On average, people reported having fairly mild feelings about the planet heating.

“The problem isn’t that people feel too scared about climate change,” said Thea Gregersen, a climate psychologist at the Norwegian Research Centre and lead author of the study. “The problem, in Norway at least, seems to be that they’re not scared enough.”

In another universe, where I was evil, I would produce a David Cronenberg style movie about global warming.

Everyone would be really scared.

Much more scared than they were of Al Gore’s stupid bullshit about the ice caps melting.

Faced with rising reports of ecological anxiety, psychologists across the world are racing to understand how people’s feelings about the destruction of nature affect their mental health and behaviour. But the few studies to interrogate the link between emotions and actions have shown mixed results.

“We’re nowhere near having a comprehensive understanding,” said Caroline Hickman, a climate psychologist at the University of Bath, who was not involved in the study. “If anybody presents this material confidently as certainties or pretends they’re an expert, ignore them. Run away.”

When the researchers in Norway asked participants what made them angry, they found most people mentioned human actions such as causing the climate crisis or failing to stop it. A further 26% said their anger related to human qualities such as people not caring.

I actually understand doing the study.

But The Guardian deciding to publish a report about it is what is amazing.

I’m surprised The Guardian hasn’t been taken over by American Jews at this point. They are constantly publishing stuff you’re not supposed to publish.

People should feel angry because they had been deliberately deceived by fossil fuel companies and governments had let that happen, said Dr Laura Thomas-Walters, a social scientist at the Yale Programme on Climate Communication and an activist with Extinction Rebellion, who was not involved in the studies.

The link from anger to activism was logical, she added. “It’s in the name that activism is an ‘active’ behaviour, and anger can spur action.”

But messages that make people angry can also push others to shut down, particularly if they feel powerless. There were robust studies from health psychology that showed communicating risks could backfire if people were not also told how they could protect themselves, said Lorraine Whitmarsh, the head of the UK’s Centre for Climate Change and Social Transformations, who was not involved in the study. “People really need to feel they can make a difference on climate change. And it’s much harder to make a difference on climate change than it is on health risks, because it’s a great big global collective problem.”

Scientists are working to understand the role that hope plays. A review study published on Tuesday found “partial yet inconclusive evidence” that increasing hope makes people engage more with the climate. It found people whose hope was rooted in complacency were less likely to engage than those whose hope was linked to action.

I think that the fact that the people pushing the global warming hoax are willing to just admit, outright, that there is no reason to try to sway people with facts and they should focus entirely on emotionally manipulating the public basically amounts to evidence that global warming is a hoax.

I’ve never tried to make people angry at Jews, for example. People get angry, but they get angry because I explain to them what the Jews are doing.

I’ve focused more on humor.

I don’t feel a need to emotionally manipulate anyone.
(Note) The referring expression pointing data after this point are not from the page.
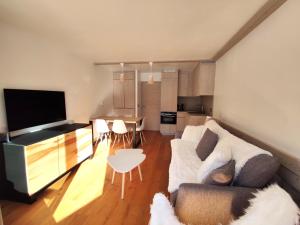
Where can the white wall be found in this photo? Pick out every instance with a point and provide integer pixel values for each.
(29, 61)
(257, 86)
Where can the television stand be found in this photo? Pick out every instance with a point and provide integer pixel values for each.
(35, 160)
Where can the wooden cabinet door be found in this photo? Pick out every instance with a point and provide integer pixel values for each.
(74, 147)
(207, 79)
(118, 94)
(196, 120)
(129, 94)
(169, 87)
(42, 164)
(168, 129)
(184, 84)
(203, 79)
(151, 105)
(181, 121)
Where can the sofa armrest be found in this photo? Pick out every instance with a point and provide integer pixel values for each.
(178, 134)
(210, 204)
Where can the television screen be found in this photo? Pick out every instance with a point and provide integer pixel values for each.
(29, 108)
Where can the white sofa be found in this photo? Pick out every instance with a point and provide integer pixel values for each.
(185, 164)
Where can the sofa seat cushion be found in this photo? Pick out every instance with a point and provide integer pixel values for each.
(184, 164)
(258, 171)
(193, 133)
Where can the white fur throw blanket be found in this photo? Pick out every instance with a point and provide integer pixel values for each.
(271, 206)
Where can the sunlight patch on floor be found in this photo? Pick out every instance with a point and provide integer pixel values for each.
(86, 185)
The basic fact is that none of these doomsday scenarios that are being outlined by the global warmers make any logical sense, because the whole thing is a hoax.

Just look at the way they claim forest fires are caused by global warming. Then go look at the fact that forest fires are natural. Then go look at the various theories of how preventing this natural occurrence have been implemented. You then have a full view of how these forest fires are inevitable, and are not related to global warming.

Even if global warming were real, “global warming is causing forest fires” is a demonstrably false statement.

What’s more, the global warmers are very selective in only ever attacking the middle class of Western nations.